The preparation method of microscope slides
1. Smear method
Smearing method is a method of preparing slides by uniformly coating materials onto them.
Smear materials include single-cell organisms, small algae, blood, bacterial culture media, loose tissues of animals and plants, testes, anthers, etc.
When smearing, attention should be paid to:
(1) The glass slide must be cleaned.
(2) The glass slide should be flat.
(3) The coating must be uniform. Apply the droplet to the middle right of the glass slide and spread it evenly with a dissecting blade or toothpick.
(4) The coating should be thin. Using another glass slide as a slide, gently push from right to left along the surface of the glass slide with the applied liquid (the angle between the two slides should be 30 ° to 45 °), and apply a uniform thin layer.
(5) Fixed. If fixation is required, chemical fixatives or drying methods (bacteria) can be used for fixation.
(6) Staining. Bacteria use methylene blue, and blood uses Wright staining solution. The staining solution should cover the entire coating surface.

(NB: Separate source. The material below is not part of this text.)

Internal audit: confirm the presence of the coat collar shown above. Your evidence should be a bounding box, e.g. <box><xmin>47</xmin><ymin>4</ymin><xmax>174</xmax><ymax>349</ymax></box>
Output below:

(7) Rinse. Use absorbent paper to absorb or dry.
(8) Seal the film. Long term preservation using Canadian tree film.
2. Tablet pressing method
The compression method is a method of slicing biological materials by placing them between a glass slide and a cover, applying a certain pressure to disperse tissue cells.
The general process of tablet pressing method:
(1) Material selection. To observe cell division, fresh tissue cells with vigorous cell division should be selected as materials. Such as root tip, stem tip meristem, bone marrow cells, anthers (pollen mother cells). Sperm nests (spermatocytes), etc.
(2) Fixed. The material fixation can be determined according to the needs, and the sample should be immediately compressed and observed. It is not necessary to perform separate fixation treatment (synchronous with staining); If the material is not inspected immediately after sampling, it can be fixed with a fixative (usually acetic acid alcohol fixative). After fixing for 2-24 hours (depending on the material), rinse with 95% ethanol and store in 70% ethanol for later use.
(3) Separation. Materials that are not easily dispersed by cells should be treated with a hydrolysis separation solution (such as 1N HCl or hydrochloric acid semen) for 6-20 minutes. After dissociation, they should be rinsed with water before staining.
(4) Staining. There are many types of dyes. Chromosomes are commonly stained with acetic acid magenta staining solution.
(5) Press the tablet. Place the material on a glass slide, add a drop of water or dye solution, cover the slide with a cover, and gently press it with your thumb.
(6) Observe. After compression, it can be observed under a microscope.